The dilemma for leaders is that these social relationships are powerful, whether or not their company chooses to participate in them.

From the start of the internet, people began sharing shopping experiences and recommending for or against brands just like they do in conversation.

The worldwide decline in trust towards institutions meant people stopped believing what companies had to say about themselves some decades ago.

Instead, the rise of peer-to-peer trust (which is still increasing) meant recommendations from friends started having a broader reach than in the past. A 2011 IBM study shows consumers creating as much information every two days as they did in the period from the dawn of civilisation to 2003!

Those recommendations were being made in social networks where corporates were noticeably absent – at least initially.

Some parts of the whole

A simple search will provide companies with detailed consumer sentiment and trend data that allows them to track what keywords are used to find products and which of those lead to sales. Strategies can be refined accordingly.

Data mining is another option: it allows businesses to compare comments on products by different providers and aggregate these with ratings and reviews to better understand what customers want and how their competitors are faring.

Location-based data also allows businesses to pinpoint where conversations about their products are happening and identify potential new markets; growth in these areas would provide further financial measures.

Another powerful tool is data-driven web optimisation, which allows data to be tested, analysed and measured.

For example, market research company eMarketer improved its subscription conversion rate by 53% by removing the price from the description after reviewing data that showed reader preferences.

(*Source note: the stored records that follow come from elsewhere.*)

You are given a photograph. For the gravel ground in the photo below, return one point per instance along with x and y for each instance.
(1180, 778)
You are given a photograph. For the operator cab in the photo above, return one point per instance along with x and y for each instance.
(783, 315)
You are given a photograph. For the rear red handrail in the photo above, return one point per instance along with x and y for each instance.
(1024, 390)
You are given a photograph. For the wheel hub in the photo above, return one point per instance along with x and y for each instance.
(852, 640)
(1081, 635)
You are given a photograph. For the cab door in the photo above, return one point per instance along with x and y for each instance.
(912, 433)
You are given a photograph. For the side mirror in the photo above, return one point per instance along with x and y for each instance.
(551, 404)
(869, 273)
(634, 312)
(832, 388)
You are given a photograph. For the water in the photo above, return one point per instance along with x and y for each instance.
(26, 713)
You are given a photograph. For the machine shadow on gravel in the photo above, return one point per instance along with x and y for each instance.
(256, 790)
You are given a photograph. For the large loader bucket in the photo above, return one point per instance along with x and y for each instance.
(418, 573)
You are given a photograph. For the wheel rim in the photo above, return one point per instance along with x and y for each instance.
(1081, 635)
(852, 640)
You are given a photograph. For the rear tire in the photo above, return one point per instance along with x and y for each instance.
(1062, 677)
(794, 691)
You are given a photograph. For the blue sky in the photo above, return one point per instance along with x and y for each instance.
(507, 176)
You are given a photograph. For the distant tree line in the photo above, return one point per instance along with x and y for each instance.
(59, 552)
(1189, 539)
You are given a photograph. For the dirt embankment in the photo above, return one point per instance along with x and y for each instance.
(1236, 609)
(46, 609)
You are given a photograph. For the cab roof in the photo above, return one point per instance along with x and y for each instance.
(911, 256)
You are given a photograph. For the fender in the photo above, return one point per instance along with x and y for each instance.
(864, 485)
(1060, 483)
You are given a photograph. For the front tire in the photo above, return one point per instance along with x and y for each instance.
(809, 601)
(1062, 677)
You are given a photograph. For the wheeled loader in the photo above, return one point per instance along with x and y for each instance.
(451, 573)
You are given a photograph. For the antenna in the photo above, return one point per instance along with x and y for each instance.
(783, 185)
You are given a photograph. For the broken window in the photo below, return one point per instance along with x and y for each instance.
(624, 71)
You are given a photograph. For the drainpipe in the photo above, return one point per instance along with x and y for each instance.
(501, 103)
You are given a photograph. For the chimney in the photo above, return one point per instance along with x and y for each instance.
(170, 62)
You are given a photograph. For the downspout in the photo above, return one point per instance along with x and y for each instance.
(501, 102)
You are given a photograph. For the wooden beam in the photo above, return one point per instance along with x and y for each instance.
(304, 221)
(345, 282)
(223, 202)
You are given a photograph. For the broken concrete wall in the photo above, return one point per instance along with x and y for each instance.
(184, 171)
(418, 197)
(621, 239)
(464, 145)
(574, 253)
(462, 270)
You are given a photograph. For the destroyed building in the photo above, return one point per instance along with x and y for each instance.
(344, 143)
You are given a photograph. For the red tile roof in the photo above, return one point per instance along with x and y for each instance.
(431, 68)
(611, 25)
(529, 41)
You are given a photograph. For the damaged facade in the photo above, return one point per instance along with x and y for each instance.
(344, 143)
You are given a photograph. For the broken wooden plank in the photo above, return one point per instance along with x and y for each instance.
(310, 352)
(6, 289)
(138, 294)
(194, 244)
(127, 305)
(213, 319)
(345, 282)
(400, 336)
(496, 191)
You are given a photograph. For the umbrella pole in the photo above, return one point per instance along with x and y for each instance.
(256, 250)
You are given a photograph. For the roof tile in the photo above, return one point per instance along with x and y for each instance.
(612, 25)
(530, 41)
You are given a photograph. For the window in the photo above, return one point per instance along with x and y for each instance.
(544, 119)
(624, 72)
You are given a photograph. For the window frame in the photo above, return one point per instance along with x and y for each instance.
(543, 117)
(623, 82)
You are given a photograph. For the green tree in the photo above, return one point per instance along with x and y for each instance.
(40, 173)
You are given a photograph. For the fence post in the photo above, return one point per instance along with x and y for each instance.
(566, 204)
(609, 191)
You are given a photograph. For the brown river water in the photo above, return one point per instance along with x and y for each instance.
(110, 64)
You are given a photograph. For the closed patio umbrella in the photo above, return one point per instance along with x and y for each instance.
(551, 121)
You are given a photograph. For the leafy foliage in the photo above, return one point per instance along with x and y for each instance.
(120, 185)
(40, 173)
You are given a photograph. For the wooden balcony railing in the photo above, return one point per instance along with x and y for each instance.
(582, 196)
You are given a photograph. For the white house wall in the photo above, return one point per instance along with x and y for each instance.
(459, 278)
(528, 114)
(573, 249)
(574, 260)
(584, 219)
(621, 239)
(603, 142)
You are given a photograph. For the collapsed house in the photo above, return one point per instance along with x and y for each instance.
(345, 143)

It is possible to measure what it costs to get this benefit against achieving the same results by conventional means.

Online feedback on products also allows companies to quickly refine their offering or approach.

One financial services company increased lead generation by 40% though better design and by delivering content that focused on the benefits of the product while reducing non-essential information as a result of information it had received directly by engaging customers across multiple platforms.

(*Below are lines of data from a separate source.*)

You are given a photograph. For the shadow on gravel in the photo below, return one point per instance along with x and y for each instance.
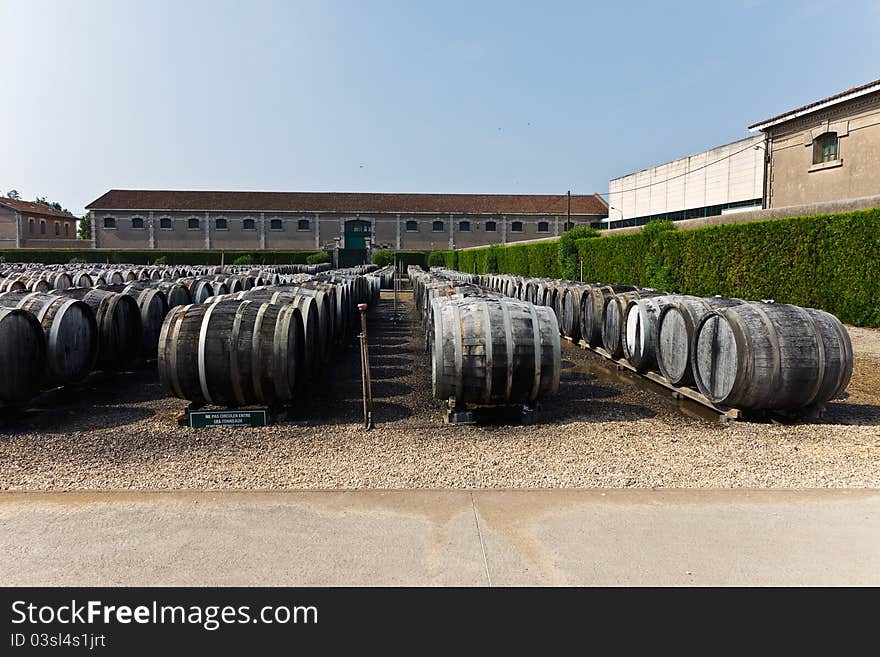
(849, 414)
(67, 419)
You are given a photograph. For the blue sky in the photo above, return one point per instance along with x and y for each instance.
(487, 97)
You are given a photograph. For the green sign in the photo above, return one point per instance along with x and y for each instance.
(231, 418)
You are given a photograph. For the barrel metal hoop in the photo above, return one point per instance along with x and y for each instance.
(487, 334)
(536, 338)
(234, 353)
(508, 340)
(203, 338)
(820, 346)
(457, 353)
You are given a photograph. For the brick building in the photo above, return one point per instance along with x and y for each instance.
(140, 219)
(33, 225)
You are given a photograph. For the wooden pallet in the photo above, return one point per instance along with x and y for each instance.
(726, 413)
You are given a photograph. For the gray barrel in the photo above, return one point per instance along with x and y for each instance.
(70, 330)
(612, 318)
(120, 334)
(22, 356)
(494, 351)
(592, 307)
(676, 325)
(775, 356)
(640, 333)
(232, 353)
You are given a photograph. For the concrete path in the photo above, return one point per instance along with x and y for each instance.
(582, 537)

In all these examples the cost of acquiring data by other techniques including using large teams to cold-call clients can be expensive. The cost saving could be used as part of the ROI measure of the project.

Top-line benefits

As far as campaigns are concerned it’s possible track the journey of a customer from click to click, although this tells us about the influence of a specific campaign rather that the factors that influenced the lead-up to a decision.

However, we do know that engaged communities lead to sales down the line.

American health and nutrition retail company GNC is an example of a store that built online communities interested in health and provided experts to answer questions at no cost, and without directly chasing sales.

The initiative created a “halo effect” of positive sentiment that ultimately helped anchor people to the brand and converted to sales over time.

Because B2B is immersed in the same social and mobile ecosystem of customers, suppliers and competitors, the need to create positive impressions online is just as critical, perhaps more so since 60% of the buying circle is over before a prospect makes contact.

B2B companies have much to gain by providing value to prospects and they can do this by generating useful content such as ebooks. Offers that prospects can act on is an effective way to generate leads and that can be measured.

And while existing B2Bs have made a slower transition into the social space than consumer brands, given the rise in participation globally, their involvement is inevitable.

Peer-to-peer conversations influence behaviour and in an environment in which these relationships are more trusted than anything else, businesses must take notice of them even in the absence of a perfect measure of ROI for all aspects of social media.